Machine Learning: Finding the Root
February 26, 2019Jason M. Pittman, ScD
You may have thought we were done with decisions trees. We are done, with respect to discussing the general approach, type of problems addressed, and the algorithms associated with decision trees. You could say that we're moving from a view of the forest, to a view of specific trees. However, there is a bit more to explore when it comes to the underlying mathematical functions associated with navigating data to construct our trees. In our last discussion, I introduced the concept of a cost function and gave a specific example in the Gini coefficient. Gini calculations are useful for a specific type of decision tree algorithm referred to as CART or classification and regression trees. For other algorithms, such as Iterative Dichotomizer 3 (ID3), we need another method.
Iterative Dichomomiser Decisions
Strictly speaking, we're not computing a split cost when using the ID3 algorithm.
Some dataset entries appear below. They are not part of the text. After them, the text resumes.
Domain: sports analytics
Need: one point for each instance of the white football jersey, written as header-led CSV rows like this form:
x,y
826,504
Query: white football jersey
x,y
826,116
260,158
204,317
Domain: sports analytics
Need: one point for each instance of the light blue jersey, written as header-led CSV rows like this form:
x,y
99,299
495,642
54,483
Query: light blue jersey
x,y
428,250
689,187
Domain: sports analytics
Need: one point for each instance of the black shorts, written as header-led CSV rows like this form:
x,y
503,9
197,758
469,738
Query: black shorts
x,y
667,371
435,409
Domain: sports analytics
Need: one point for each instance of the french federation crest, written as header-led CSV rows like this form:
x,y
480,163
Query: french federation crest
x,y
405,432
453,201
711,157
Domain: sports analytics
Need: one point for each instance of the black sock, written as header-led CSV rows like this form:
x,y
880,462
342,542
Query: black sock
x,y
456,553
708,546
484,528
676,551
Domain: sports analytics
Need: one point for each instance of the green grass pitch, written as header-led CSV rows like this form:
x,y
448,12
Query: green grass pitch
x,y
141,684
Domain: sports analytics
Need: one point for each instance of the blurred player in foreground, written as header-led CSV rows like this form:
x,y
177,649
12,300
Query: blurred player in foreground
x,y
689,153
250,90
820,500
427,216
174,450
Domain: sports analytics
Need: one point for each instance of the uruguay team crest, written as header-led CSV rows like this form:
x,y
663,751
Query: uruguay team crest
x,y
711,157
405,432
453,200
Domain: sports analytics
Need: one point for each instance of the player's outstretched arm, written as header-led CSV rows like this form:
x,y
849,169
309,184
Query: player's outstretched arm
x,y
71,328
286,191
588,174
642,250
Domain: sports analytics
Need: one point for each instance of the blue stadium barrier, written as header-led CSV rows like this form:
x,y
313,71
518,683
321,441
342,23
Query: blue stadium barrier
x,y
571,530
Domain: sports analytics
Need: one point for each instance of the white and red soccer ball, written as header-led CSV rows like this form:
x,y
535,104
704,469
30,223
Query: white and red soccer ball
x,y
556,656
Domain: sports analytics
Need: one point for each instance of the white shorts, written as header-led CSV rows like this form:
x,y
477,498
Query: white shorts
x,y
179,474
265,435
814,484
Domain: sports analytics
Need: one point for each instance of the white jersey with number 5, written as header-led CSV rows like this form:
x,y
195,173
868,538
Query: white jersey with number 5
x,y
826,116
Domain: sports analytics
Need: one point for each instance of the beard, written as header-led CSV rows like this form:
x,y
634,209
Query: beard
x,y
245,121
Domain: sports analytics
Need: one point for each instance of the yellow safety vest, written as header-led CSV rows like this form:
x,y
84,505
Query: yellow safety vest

The approach is different here compared to the CART algorithm because the algorithms are...well, different. Both are decision tree algorithms, but CART works with binary decisions; whereas, ID3 implements a greedy search to construct a top-down decision tree. Thus, ID3 doesn't split on a decision. The algorithm constructs decisions based on entropy and information gain. More specifically, we need to select what we can construe as a best fitting attribute as we iterate over the set of possible decision trees; top-down or root node first. At the heart of an ID3-based decision is how well a selected attribute represents a classification we're interested in. This is where entropy and information gain enter the picture.
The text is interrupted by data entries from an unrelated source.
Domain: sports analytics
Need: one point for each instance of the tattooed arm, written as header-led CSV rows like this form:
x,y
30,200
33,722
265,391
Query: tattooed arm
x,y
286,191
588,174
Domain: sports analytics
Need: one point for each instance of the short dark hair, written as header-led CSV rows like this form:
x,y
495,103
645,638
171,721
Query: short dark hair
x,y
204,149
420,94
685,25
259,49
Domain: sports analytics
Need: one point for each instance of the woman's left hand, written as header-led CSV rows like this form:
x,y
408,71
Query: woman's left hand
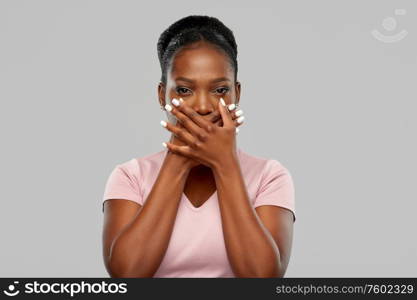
x,y
207,143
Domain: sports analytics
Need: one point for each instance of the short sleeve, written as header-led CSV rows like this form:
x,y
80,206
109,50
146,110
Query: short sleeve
x,y
123,183
276,187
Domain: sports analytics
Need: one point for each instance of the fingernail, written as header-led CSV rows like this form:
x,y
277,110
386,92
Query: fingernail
x,y
175,102
239,113
168,107
222,102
Entropy, or the measure of homogeneity within the data, yields a value of either one or zero. If the data are the same, entropy is zero. If the data are equally divided, we get an entropy metric of one. Why are those the only possible values? Remember, we're dealing with decision trees! ID3 creates subsets within a tree structure, based on the entropy metric- zeroes are grouped together as are ones. Entropy is calculated as follows.
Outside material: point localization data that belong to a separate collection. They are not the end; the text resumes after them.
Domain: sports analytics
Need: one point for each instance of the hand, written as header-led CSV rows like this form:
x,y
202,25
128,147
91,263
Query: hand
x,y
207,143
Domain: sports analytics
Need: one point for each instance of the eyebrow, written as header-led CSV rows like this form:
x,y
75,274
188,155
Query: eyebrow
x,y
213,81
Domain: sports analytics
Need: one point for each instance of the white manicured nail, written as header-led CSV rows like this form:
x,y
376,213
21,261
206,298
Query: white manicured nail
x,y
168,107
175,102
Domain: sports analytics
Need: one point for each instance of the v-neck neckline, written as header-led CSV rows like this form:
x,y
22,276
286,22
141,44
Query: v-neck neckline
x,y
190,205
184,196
For one attribute: E(S)=∑_1^c- pi log_2 p_i
We can also measure two attributes as such: E(T,X)=∑_cP(c)E(c)
In turn, information gain relies on our concept of entropy, insofar as information gain goes up as a decision split reduces entropy. Specifically, information gain uses the entropy measure from each potential decision branch split, starting with the root node and moving outward towards the lowest leaves.
Whew. That's deep...
The simple equation associated with information gain paints a clearer picture:
Gain (T,X) = Entropy +(T) – Entropy(T,X)
Thus, we can imagine that there is an inner, hidden simulation going on whereby potential decisions are represented by attribute splits, and are comparatively evaluated according to the highest information gain measure.
I view this as a type of pathfinding or even (network) routing protocol. The technical aspects of this analogy may be worth exploring in the near future. Until then, we ought to begin thinking about alternatives to decision trees. Perhaps a good place to visit next is with our neighbors.